Good Thursday AM,
Bonds are up slightly on the day which is a bit of a surprise given this week’s Jobless Claims. The market was looking for 350k new claims and only 310k were reported. This is a pandemic low. Are people finally getting ready to go back to work? Too soon to say and at this point the market’s reaction leads me to believe that this week’s number may not be sustainable. We did have an outstanding 10-yr bond auction yesterday, which is certainly helping. From a pure technical picture, I believe we will continue to inch our way up to the top of the trading range, which is now about 20 bps away. The caveat is that tomorrow we will get a look at last month’s PPI and if this comes in hot, bonds may fall under pressure.
The European Central Bank (ECB) was widely expected to do “something” to tighten up its PEPP (Pandemic Emergency Purchase Program) in today’s policy announcement, but they’ve executed it in such a way as to trick bonds into viewing it as good news.
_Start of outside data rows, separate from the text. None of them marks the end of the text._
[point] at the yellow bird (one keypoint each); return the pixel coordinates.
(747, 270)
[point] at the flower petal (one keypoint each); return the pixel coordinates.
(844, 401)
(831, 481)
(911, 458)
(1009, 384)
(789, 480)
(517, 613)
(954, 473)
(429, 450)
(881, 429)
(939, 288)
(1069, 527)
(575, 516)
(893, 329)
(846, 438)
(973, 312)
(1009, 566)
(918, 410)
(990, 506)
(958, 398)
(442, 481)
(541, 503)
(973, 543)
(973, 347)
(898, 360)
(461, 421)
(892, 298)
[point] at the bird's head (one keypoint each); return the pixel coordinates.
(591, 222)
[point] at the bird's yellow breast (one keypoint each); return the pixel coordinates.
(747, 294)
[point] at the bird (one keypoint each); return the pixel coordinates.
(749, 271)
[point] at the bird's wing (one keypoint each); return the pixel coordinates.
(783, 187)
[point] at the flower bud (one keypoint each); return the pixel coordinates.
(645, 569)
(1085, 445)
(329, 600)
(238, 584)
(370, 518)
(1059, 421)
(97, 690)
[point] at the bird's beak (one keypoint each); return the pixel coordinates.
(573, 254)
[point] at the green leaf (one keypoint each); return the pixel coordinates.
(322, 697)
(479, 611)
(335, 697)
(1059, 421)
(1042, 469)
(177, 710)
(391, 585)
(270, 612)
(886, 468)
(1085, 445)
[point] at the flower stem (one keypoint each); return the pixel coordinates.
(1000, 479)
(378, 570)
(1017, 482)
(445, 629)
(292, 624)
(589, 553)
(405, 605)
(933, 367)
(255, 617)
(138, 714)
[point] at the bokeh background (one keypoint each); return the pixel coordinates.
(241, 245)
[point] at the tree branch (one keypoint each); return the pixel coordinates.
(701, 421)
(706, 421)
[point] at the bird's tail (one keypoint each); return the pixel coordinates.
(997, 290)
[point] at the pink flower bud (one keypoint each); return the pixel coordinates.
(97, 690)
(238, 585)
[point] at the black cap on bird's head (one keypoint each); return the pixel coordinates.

EU bonds are having one of their best mornings in weeks–something we might expect to spill over to the US bond market, but that correlation has been imperfect so far as Treasuries still have some anxiety over the looming 30-yr bonds auction and ongoing glut of corporate debt issuance.
On the employment picture, the number of job openings in the U.S. hit a fresh record at the end of July. The Labor Department said there were 10.9 million unfilled jobs that month, exceeding the 8.7 million Americans who were unemployed and seeking work during the same period. MORE JOBS THAN PEOPLE LOOKING. The number of people who voluntarily left a job in July was the second highest on record. Does anyone else see this as insane?
More to share but after yesterday’s volume of War and Peace, I am leaving it here.
Please remain safe and healthy, make today great!